3. (a) Cite some basic rules governing prayer. (b) What forms may prayer take?
3 Prayer is indeed a precious, weighty, serious privilege, and all well-informed Christians are familiar with the basic rules that govern it. Prayers must be addressed to the one true God, Jehovah. They must be said in the name of his Son, Jesus Christ. To be acceptable, they must be offered in faith. Yes, “he that approaches God must believe that he is.” Moreover, one’s prayers must be in line with God’s will. (Hebrews 11:6; Psalm 65:2; Matthew 17:20; John 14:6, 14; 1 John 5:14) And from Scriptural examples, we learn that prayers can take the form of praise, thanksgiving, petition, and supplication.—Luke 10:21; Ephesians 5:20; Philippians 4:6; Hebrews 5:7.
Examples of Meaningful Prayers
4. (a) What examples of meaningful prayer did Moses and Joshua provide? (b) What examples did David and King Hezekiah give? (c) What common characteristic did several of these prayers have?
4 When weighty problems are to be faced, serious decisions are required, gross mistakes have been made, or our lives are threatened, our prayers especially take on earnestness and become meaningful. Because the Israelites rebelled after hearing the negative report of the ten unfaithful spies, Jehovah told Moses that the people deserved to be wiped out. In an earnest and meaningful prayer, Moses begged Jehovah not to take this action because His name was involved. (Numbers 14:11-19) When Israel was defeated at Ai because of Achan’s greed, Joshua uttered a most impassioned plea also on the basis of Jehovah’s name. (Joshua 7:6-9) Many of David’s psalms are in the form of earnest prayers, a particularly striking example being Psalm 51. King Hezekiah’s prayer at the time of Assyrian King Sennacherib’s invasion of Judah is another fine example of a meaningful prayer, and again Jehovah’s name was involved.—Isaiah 37:14-20.
5. We have what other examples of meaningful prayers said by certain servants of Jehovah?
5 The book of Lamentations might be said to be a long, earnest prayer by Jeremiah on behalf of his people, for Jehovah is repeatedly addressed therein. (Lamentations 1:20; 2:20; 3:40-45, 55-66; 5:1-22) Ezra and Daniel also offered meaningful and earnest prayers on behalf of their people, confessing their nation’s wrongs and pleading for forgiveness. (Ezra 9:5-15; Daniel 9:4-19) And we can be certain that the prayer Jonah said while he was in the belly of the huge fish was earnest and meaningful.—Jonah 2:1-9.
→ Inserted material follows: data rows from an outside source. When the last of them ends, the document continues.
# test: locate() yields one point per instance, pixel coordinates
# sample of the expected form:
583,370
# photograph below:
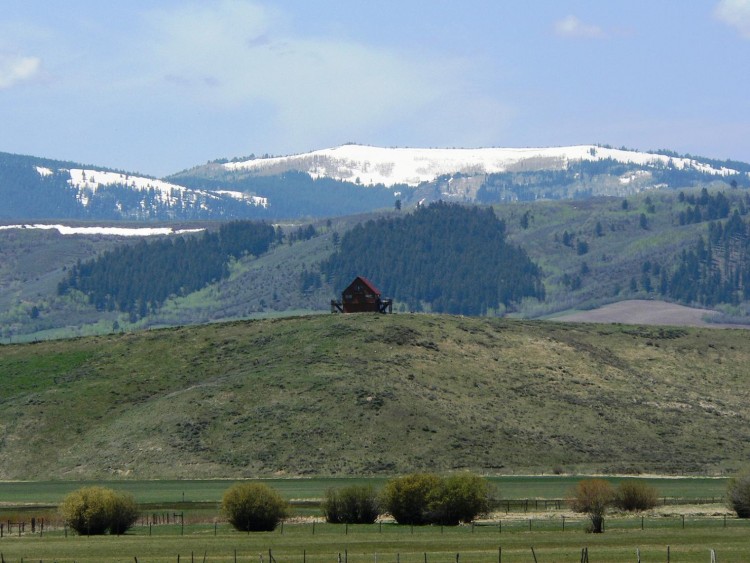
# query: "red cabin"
361,296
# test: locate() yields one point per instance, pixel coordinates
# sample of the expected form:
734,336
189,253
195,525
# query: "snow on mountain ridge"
89,181
389,166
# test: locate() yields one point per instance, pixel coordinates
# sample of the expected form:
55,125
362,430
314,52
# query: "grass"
188,492
393,543
365,395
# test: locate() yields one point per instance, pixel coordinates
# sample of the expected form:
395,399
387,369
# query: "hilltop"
394,166
370,394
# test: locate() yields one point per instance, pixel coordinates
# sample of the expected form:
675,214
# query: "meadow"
190,528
6. (a) Jesus gave us what examples of meaningful prayers? (b) What basic factor is needed to make our prayers meaningful?
6 Before choosing the 12 apostles, Jesus spent all night in prayer so that his Father’s will might be done in making the choices. (Luke 6:12-16) There is also Jesus’ meaningful prayer on the night of his betrayal, as recorded at John chapter 17. All these prayers give eloquent testimony to the fine relationship with Jehovah God that was enjoyed by those who uttered them. Without a doubt, this must be a basic factor in our prayers if they are to be meaningful. And earnest and meaningful they need to be if they are to be ‘powerful’ with Jehovah God.—James 5:16, The Jerusalem Bible.
Flaws Due to Human Imperfection
7. What questions might we ask ourselves regarding our prayers?
7 As has been noted, under stressful conditions our prayers are likely to be especially earnest and meaningful. But what about our everyday prayers? Do they give evidence of the warm, close relationship we feel we have with our heavenly Father, Jehovah God? It has well been said: “Prayer must mean something to us if it is to mean anything to God.” Do we give our prayers the thought they deserve and make sure that they really come from our figurative heart?
8. Our prayers might have what flaws due to human imperfection?
8 It is easy to let our prayers deteriorate in these respects. Because of our inherited imperfect inclinations, our hearts can easily deceive us, robbing our prayers of the qualities they should have. (Jeremiah 17:9) Unless, in most cases, we pause and think before we pray, we may find that the tendency is for our prayers to become mechanical, stereotyped, routine. Or they may become repetitious, which calls to mind what Jesus said about the improper way ‘the people of the nations pray.’ (Matthew 6:7, 8) Or our prayers may deal only with generalities rather than with specific matters or persons.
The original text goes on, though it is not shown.